As with many of the City of London’s pocket parks, this is a former graveyard for the church of St John Zachary, and also a site of war damage.

Made up in two sections, an upper street level with a few benches around a huge London Plane tree, what marks this public garden out is the large square sunken garden besides it with a large manicured grass lawn.

Before the war, this was a built up area of small offices, with the churchyard as an open space on the corner of Gresham Street.

The site was first laid out as a garden by the WW2 firewardens in 1941, and later won the award of Best Garden on a Blitzed Site in 1950.

Although a former churchyard, it is now owned by the Worshipful Company of Goldsmiths, who have their Livery Hall on the other side of the road. It was refurbished in 1995.

Around the back of the garden is the Lloyds Bank headquarters building, designed by Grimshaw architects in 2002.

Staff sitting in the lower canteen level have a fine view of the sunken garden, and hence, visitors to the garden can peer into the canteen.

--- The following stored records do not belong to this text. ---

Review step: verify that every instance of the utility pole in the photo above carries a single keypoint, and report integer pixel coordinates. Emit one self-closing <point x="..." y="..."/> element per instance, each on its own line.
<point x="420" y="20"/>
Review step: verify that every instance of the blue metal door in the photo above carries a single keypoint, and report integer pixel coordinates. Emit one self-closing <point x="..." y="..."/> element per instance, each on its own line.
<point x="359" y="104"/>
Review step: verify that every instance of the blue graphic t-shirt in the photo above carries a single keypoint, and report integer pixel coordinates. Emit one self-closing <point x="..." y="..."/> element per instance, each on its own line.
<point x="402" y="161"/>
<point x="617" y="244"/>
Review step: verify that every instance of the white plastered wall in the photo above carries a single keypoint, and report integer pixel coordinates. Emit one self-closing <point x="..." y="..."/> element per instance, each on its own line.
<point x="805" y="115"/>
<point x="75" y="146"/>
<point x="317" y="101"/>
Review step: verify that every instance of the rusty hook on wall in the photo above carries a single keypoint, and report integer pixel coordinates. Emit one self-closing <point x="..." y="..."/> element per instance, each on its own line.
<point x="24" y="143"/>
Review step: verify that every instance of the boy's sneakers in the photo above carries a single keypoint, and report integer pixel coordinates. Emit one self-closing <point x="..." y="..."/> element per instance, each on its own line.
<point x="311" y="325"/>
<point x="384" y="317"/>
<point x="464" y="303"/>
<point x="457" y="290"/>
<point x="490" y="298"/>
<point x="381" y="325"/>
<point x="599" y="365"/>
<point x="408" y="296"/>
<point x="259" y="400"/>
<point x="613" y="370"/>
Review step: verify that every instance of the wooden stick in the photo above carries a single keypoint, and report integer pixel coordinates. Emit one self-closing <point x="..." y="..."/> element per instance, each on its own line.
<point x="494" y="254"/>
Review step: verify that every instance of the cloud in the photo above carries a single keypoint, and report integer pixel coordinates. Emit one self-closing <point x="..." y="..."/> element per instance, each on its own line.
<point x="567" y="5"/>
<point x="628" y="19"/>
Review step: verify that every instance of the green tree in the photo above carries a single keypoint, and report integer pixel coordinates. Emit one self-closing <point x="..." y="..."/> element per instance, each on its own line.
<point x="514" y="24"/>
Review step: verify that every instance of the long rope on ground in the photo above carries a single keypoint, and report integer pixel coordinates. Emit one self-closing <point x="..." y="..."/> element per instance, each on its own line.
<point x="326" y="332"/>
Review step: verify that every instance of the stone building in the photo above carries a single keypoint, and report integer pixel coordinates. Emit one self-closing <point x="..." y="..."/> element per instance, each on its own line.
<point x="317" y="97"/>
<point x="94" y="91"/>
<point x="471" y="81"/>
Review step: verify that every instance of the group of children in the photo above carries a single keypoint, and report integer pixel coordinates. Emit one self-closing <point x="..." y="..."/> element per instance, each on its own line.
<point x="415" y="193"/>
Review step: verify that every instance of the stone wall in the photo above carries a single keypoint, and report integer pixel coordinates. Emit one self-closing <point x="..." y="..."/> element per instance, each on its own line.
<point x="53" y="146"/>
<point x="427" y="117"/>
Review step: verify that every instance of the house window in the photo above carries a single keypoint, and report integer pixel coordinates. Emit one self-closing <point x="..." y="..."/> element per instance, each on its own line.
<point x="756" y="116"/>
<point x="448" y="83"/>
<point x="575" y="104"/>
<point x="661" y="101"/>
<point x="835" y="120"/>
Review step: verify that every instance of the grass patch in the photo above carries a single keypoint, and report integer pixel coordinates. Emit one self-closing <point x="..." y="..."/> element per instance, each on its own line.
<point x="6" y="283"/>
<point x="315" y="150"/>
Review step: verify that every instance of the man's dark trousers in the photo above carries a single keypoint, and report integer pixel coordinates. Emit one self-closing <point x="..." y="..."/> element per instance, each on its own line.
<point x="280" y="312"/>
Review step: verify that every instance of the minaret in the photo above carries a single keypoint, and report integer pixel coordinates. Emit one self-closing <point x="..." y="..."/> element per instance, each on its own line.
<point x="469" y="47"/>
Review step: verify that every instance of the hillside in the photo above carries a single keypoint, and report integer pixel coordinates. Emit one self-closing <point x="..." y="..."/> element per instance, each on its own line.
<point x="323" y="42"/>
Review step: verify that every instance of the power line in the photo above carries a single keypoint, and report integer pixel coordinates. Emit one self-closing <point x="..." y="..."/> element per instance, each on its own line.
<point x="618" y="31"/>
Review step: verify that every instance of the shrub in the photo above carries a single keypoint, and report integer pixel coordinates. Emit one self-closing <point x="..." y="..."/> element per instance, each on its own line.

What’s in the corner though is a notable work of art – the Three Printers by Wilfred Dudeney. Commissioned by the Westminster Press Group, it shows a newsboy, a printer and an editor, and is Britain’s only public monument to newspapers.

Originally based in New Street Square, Holborn, but when that redeveloped in 2009, the sculpture was moved to this garden.

Notable also are what look like golden lions, but are in fact gold leopards, the symbol of the Goldsmiths Company.